Tuesday, 9 August 2016

Don't tell me class is a dead issue.

When I was a lad  class was easy to recognise. The working class wore flat 'ats, their wives headscarves.The middle class wore trilbies or cheese cutter caps for the young ones,and the upper class wore top hats, even at school and probably in bed. Much more difficult to recognise them now  in the range from Tee shirts and tattoos through New Look and Marks &Spencers to Saville Row because society has changed shape and what was a pyramid with a broad working class base has narrowed at the bottom and swelled out in the middle."We're all middle class now" some say.We're not.Sixty per cent of the population still describe themselves as working class though the boundaries are less clear..

Britain is still a divided society .The basic division isn't ethnic or religious, its class. The lower down the ladder you are the shorter your life, the weaker your health, the worse your education and the dirtier the deal you get from society. Britain is a country run for the benefit of the middle and uppers allowing them to live well on the backs of the people because we don't think there's enough growth and wealth  to provide for everyone and social advance has become a zero-sum game not a question of raising all boats. 

Thus it has always been. Except that from the turn of the last century the working class  began to receive the benefits of the industrialisation imposed on them in the nineteenth century.Things began to improve and after the Second World War they were rewarded for their sufferings in depression and war by the tilting the social balances towards them. Full employment, a welfare state, social reforms and economies run for growth. We"re their reward.

These never had it so good years came to an end when the postwar settlement fell apart because of inflation,industrial action and balance of payments problems in the seventies .The answer from governments driven by a revived neoliberal philosophy was to blame the workers and shift the balances back to wealth. Worker  power was broken by the castration of the unions and the end of full employment.Their welfare benefits were cut and house building of public rented properties for them largely came to a halt.
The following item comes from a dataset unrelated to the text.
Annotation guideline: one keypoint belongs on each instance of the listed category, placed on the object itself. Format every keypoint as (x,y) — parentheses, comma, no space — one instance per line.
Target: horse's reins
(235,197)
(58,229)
The sacrifices required by recession were placed squarely on working class shoulders not on the backs of those who'd caused the recession by their irresponsible greed, and the new approach became one of taking money from the workers to force them into work and give it to the rich as an incentive.The assumption was that they alone provided the dynamic of the economy so their enrichment would trickle down to the workers much as feeding more hay to horses generates more trickle down to feed the sparrows. Growth slowed . Its benefits went to the rich not to the workers whose incomes and living standards stagnated. 

Which is where we are today. A new gilded age in which wealth and the big corporations rule, the economy is under-run to keep the workers down, and growth pathetic. The workers are driven ever harder, their power to resist broken, and the rich greedily accumulating ever more, conservative government entrenched and Labour, the only party which might tilt the balances back even just a little, is broken by civil war.

What's more it's going to get worse.American research indicates that as growth has slowed since 1970 the bottom fifth of the population has got a smaller share of it and the top 1% far more. If this trend to inquality is allowed to go on then it becomes a zero sum game with the top groups growing at the expense of the bottom.Then you've got trouble. The only answer must be to boost growth , spread it more fairly and give more power to the proles all of which only the state can do. The market won't. So don't tell me class is a dead issue.